Om het afgesproken aanbestedingspad voor de uitrol van windenergie op zee te kunnen realiseren zijn, naast het aanwijzen van gebieden, in het Energieakkoord nog diverse andere afspraken gemaakt. Dit betreft onder meer het zorg dragen voor een robuust wettelijk kader om de opschaling mogelijk te maken. Het streven is om uw Kamer hierover in de loop van 2014 nader te informeren.

Daarnaast is de landzijdige ontsluiting van de windparken een belangrijke factor bij de uitrol van windenergie. Dit heeft onder andere te maken met de procedures en de aanlegperiode van de kabels. Er zijn meerdere ruimtelijke scenario’s voor aansluiting van windparken op het net op land mogelijk. In het Energieakkoord is afgesproken dat daar waar een net op zee (elektriciteitsinfrastructuur voor meerdere windparken) efficiënter is dan een directe aansluiting per windpark op het landelijk hoogspanningsnet, hiervoor TenneT verantwoordelijk is.

De in het Energieakkoord afgesproken uitrol van windenergie op zee kenmerkt een kentering in het denken over het belang van windenergie op zee. Dit heeft onder andere tot gevolg dat gevestigde én nieuwe spelers afspraken dienen te maken over de spelregels en de verdeling van het Noordzeeveld zodat elke speler met recht «het spel kan spelen».

Met de aanbieding van deze ontwerp-Rijksstructuurvisie begint een traject waarin burgers en organisaties een zienswijze kunnen indienen over de ontwerp-Rijksstructuurvisie en het daarvoor opgestelde milieueffectrapport.

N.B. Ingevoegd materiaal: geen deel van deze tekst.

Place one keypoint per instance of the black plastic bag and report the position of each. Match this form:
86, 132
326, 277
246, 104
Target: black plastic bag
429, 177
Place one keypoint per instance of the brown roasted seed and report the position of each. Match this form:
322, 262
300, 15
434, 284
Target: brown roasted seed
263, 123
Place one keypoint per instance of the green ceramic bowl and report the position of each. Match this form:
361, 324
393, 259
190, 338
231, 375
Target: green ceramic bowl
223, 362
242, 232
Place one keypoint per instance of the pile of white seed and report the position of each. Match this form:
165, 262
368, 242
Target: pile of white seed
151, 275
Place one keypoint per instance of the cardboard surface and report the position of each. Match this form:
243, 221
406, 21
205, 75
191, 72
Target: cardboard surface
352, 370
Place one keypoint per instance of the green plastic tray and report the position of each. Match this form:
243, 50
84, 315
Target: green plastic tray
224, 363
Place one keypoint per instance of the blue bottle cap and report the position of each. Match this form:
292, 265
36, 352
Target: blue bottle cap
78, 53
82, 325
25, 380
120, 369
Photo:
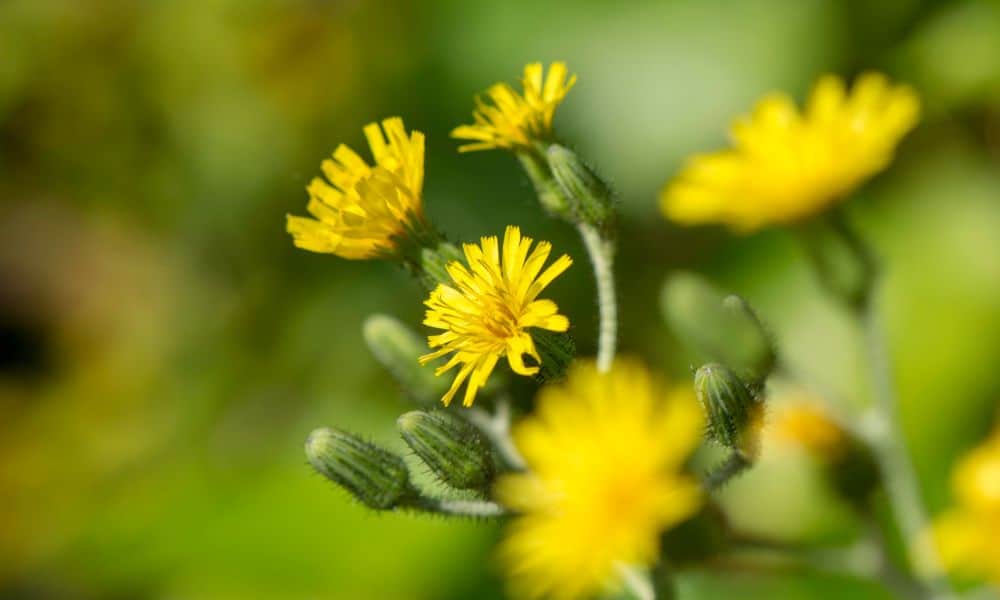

Het ontwerp en de bijbehorende stukken worden van 10 januari tot en met 20 februari 2014 in de inspraak gelegd. Over het milieurapport zal ook de Commissie voor de m.e.r. advies uitbrengen. Ik streef ernaar om medio 2014 de definitieve RSV WoZ aan de Tweede Kamer toe te sturen.

De Minister van Infrastructuur en Milieu, M.H. Schultz van Haegen-Maas Geesteranus


X Noot
1

Ter inzage gelegd bij het Centraal Informatiepunt Tweede Kamer

X Noot
2

Kamerstuk 30 196, nr. 202 (bijlage).